Каков источник этих чудесных качеств, обнаруживаемых нами у народов племен при их ужасной бедности и отсталости? На этот вопрос давно ответил Энгельс.

"Величие родового строя, но вместе с тем и его ограниченность проявляются в том, что здесь нет места для господства и порабощения. Внутри родового строя не существует еще никакого различия между правами и обязанностями; для индийца не существует вопроса, является ли участие в общественных делах, кровная месть или ее выкуп правом или обязанностью; такой вопрос показался бы ему столь же нелепым, как и вопрос, что такое еда, сон, охота – право или обязанность? Точно так же невозможно расслоение племени и рода на различные классы. И это приводит нас к рассмотрению экономического базиса этого строя.

Население в высшей степени редко... Разделение труда – чисто естественного происхождения; оно существует только между полами... Каждый является собственником изготовленных и употребляемых им орудий... Домашнее хозяйство ведется на коммунистических началах несколькими, часто многими семьями. То, что делается и используется сообща, составляет общую собственность: дом, огород, лодка"316.

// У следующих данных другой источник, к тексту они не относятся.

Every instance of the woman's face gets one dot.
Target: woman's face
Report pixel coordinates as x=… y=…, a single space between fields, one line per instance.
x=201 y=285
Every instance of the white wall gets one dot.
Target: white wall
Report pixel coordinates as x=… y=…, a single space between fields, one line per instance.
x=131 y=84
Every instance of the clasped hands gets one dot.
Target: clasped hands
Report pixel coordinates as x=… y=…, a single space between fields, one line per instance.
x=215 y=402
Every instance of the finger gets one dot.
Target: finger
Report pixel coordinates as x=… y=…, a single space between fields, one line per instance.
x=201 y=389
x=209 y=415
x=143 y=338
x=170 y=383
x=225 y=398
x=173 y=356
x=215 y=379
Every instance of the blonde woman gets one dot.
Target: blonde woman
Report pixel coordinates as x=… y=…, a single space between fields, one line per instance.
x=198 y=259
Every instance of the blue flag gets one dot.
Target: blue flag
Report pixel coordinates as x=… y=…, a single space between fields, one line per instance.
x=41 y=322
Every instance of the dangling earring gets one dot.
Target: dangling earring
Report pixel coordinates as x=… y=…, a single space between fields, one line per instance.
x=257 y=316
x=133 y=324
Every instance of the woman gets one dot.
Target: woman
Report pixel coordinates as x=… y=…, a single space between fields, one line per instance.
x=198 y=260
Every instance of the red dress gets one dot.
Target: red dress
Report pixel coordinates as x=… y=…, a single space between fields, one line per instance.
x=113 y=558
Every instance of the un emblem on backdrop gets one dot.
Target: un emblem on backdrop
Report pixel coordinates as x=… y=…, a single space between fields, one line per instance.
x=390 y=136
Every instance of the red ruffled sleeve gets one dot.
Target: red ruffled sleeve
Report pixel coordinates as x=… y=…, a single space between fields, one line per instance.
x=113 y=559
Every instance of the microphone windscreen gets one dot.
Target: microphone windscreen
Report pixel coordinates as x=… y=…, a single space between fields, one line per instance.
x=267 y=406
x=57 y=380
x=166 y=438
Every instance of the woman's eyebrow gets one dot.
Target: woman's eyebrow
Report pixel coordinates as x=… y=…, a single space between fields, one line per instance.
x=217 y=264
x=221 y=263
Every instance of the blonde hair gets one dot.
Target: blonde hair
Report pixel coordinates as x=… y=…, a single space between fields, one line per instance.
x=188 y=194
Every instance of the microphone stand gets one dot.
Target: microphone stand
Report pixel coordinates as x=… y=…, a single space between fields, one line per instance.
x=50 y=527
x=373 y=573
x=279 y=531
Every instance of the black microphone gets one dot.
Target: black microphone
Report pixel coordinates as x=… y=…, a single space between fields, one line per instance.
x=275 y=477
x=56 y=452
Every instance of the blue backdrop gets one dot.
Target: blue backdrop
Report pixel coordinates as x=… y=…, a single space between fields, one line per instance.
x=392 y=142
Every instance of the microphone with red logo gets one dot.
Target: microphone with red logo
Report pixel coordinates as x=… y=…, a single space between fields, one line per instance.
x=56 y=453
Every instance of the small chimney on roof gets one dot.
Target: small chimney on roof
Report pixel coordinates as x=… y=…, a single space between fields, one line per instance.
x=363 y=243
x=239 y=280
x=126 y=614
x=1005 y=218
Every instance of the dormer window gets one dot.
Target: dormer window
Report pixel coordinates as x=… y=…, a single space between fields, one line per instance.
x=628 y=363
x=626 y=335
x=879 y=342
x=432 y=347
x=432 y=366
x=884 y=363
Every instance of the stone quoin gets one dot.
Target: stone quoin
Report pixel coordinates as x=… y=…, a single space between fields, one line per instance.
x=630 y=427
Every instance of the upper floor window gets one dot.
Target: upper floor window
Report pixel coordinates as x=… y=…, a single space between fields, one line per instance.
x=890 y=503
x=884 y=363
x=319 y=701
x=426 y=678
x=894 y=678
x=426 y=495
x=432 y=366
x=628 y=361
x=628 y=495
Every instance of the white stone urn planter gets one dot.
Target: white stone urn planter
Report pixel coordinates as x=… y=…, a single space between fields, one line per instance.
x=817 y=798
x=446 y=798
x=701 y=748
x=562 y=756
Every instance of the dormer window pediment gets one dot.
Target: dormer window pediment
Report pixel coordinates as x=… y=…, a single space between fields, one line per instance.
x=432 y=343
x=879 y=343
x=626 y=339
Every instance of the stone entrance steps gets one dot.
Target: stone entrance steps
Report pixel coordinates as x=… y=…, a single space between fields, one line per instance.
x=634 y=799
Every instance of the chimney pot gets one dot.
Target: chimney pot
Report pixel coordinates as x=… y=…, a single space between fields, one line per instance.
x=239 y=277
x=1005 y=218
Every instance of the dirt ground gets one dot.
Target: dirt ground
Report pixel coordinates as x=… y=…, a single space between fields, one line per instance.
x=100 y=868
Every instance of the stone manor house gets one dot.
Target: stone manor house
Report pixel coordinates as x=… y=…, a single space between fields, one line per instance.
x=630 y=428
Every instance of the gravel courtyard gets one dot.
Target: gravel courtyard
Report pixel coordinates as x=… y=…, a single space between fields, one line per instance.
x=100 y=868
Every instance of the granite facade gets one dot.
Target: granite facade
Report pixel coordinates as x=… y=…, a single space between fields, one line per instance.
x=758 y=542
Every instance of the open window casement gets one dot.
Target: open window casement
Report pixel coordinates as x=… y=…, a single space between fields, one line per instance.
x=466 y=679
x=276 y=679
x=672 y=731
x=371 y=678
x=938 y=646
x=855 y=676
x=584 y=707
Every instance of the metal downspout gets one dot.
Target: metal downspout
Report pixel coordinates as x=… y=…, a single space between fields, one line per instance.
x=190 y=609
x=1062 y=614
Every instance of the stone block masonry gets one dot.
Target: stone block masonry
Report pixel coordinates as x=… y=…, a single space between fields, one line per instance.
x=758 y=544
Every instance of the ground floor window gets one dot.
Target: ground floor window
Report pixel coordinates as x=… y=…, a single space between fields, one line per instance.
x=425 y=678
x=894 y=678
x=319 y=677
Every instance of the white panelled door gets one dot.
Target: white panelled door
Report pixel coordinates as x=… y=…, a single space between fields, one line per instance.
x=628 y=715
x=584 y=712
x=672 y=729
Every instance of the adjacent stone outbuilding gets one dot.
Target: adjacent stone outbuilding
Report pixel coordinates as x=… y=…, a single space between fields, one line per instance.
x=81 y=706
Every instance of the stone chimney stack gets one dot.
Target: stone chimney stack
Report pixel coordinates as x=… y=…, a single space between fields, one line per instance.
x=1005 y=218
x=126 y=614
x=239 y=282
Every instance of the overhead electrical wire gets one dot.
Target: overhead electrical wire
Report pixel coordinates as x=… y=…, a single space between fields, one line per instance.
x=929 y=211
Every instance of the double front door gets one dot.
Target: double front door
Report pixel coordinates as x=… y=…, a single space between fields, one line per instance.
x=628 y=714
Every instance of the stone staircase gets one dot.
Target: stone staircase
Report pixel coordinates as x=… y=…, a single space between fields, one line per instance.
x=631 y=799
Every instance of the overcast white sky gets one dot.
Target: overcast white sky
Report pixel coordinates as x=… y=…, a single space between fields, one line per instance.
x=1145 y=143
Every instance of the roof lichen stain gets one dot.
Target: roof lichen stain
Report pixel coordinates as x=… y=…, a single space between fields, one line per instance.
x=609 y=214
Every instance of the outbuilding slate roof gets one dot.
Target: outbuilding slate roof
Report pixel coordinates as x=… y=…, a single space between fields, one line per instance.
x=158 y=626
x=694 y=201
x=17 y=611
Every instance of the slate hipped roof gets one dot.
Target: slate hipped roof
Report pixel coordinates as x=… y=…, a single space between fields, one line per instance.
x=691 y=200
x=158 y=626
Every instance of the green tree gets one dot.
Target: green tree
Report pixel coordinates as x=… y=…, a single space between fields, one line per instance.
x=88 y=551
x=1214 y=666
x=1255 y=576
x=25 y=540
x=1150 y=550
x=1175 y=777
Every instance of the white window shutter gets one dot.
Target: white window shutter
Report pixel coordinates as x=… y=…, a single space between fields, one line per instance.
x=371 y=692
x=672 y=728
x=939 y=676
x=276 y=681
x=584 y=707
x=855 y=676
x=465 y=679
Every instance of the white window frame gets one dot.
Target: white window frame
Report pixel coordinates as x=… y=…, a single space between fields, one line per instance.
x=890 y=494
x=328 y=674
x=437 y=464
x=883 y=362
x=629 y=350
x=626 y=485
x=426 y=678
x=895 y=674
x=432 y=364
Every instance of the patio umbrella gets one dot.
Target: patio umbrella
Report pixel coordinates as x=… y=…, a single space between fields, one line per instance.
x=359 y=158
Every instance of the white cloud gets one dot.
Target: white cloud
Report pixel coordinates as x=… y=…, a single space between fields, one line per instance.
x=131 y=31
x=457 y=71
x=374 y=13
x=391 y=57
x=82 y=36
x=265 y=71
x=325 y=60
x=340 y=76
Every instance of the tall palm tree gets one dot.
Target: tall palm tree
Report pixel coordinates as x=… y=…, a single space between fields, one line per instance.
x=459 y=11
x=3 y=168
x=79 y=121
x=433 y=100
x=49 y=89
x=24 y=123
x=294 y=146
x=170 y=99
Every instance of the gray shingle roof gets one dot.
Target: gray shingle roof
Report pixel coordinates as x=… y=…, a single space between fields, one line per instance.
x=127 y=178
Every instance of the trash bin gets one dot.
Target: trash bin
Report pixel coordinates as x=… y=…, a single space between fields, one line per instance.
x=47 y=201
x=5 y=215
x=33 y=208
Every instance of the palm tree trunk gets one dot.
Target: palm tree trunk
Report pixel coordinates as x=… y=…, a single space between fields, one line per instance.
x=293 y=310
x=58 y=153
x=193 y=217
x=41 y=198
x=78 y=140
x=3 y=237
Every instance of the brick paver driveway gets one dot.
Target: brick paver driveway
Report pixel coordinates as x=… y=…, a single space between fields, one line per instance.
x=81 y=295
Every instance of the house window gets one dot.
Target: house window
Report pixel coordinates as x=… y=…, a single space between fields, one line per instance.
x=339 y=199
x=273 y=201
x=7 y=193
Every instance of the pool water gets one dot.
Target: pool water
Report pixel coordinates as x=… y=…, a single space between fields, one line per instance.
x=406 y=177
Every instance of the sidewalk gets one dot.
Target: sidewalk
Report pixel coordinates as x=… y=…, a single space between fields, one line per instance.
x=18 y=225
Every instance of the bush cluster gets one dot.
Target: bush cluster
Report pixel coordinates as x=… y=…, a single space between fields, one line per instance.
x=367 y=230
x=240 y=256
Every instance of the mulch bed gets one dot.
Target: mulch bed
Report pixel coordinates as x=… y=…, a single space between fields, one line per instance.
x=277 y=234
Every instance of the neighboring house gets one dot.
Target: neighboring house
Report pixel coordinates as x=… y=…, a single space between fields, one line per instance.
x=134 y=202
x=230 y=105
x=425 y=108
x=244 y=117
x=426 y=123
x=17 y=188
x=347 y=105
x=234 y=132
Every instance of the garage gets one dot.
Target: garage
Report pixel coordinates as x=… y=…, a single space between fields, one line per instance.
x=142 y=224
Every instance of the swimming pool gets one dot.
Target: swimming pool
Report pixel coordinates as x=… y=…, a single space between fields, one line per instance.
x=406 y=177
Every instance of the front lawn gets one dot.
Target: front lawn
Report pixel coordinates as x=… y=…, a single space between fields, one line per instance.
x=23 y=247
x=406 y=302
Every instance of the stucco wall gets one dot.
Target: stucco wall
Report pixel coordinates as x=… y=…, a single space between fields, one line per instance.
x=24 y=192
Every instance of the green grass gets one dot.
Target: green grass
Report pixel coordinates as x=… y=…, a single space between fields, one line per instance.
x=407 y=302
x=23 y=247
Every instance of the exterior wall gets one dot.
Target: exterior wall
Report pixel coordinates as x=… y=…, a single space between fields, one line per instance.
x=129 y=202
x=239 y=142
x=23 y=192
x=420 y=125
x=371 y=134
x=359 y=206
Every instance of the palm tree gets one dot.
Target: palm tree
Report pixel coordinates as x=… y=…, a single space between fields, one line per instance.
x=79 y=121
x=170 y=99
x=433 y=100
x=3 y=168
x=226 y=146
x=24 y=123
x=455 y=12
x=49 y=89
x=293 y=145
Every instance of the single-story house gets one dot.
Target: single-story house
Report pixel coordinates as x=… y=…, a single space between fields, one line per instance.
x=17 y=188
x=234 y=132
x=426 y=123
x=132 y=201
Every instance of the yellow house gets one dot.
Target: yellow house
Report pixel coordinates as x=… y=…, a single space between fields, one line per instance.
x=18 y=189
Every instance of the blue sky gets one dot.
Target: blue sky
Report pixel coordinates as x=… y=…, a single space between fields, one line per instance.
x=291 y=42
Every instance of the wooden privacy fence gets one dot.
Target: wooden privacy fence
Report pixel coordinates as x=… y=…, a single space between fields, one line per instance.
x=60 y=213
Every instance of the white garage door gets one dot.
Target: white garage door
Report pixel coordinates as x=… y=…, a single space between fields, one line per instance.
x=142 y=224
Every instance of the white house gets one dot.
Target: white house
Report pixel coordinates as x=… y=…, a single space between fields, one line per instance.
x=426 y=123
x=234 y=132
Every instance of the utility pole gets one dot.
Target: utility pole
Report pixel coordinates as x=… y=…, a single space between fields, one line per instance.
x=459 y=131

Короче говоря, экономической основой того, что привлекало цивилизованных людей в народах племен, является их коммунизм, хотя и первобытный. Именно этот первобытный коммунизм сделал племенную организацию "чудесной при всей ее наивной красоте"317 и наполнил ее "таинственным волшебным средством, при помощи которого германцы вдохнули умиравшей Европе новую жизненную силу"318. "Величие родового строя, но вместе с тем и его ограниченность" покоятся на чрезвычайно низком уровне технического развития. Производительная сила человека на этой стадии достаточна лишь для того, чтобы поддержать саму себя. Поэтому существует бедность, но при отсутствии избытка продукции нет места для эксплуатации.

У нас нет необходимости разбирать здесь в действиях такие вопросы: каким образом технический прогресс подорвал это первобытное равенство и как нам следует оценивать этот процесс исторического развития от первобытного равенства к классовому обществу? Нас интересует здесь прежде всего то, что элементы племенной организации, будучи оторваны от своей первоначальной экономической основы, то есть первобытного коммунизма, и искусственно перенесены на почву сложной социальной структуры, не полностью потерявшей черты племенного уклада, утрачивают свою первоначальную жизнеспособность и целенаправленность и превращаются в свою противоположность. Они становятся пустыми, застывшими формами и сохраняются просто как мертвый груз прошлого.

Мы видели, каким образом племенные элементы сохранились в сельских общинах, в кастовой системе и обычном праве. Теперь мы проследим за их упадком.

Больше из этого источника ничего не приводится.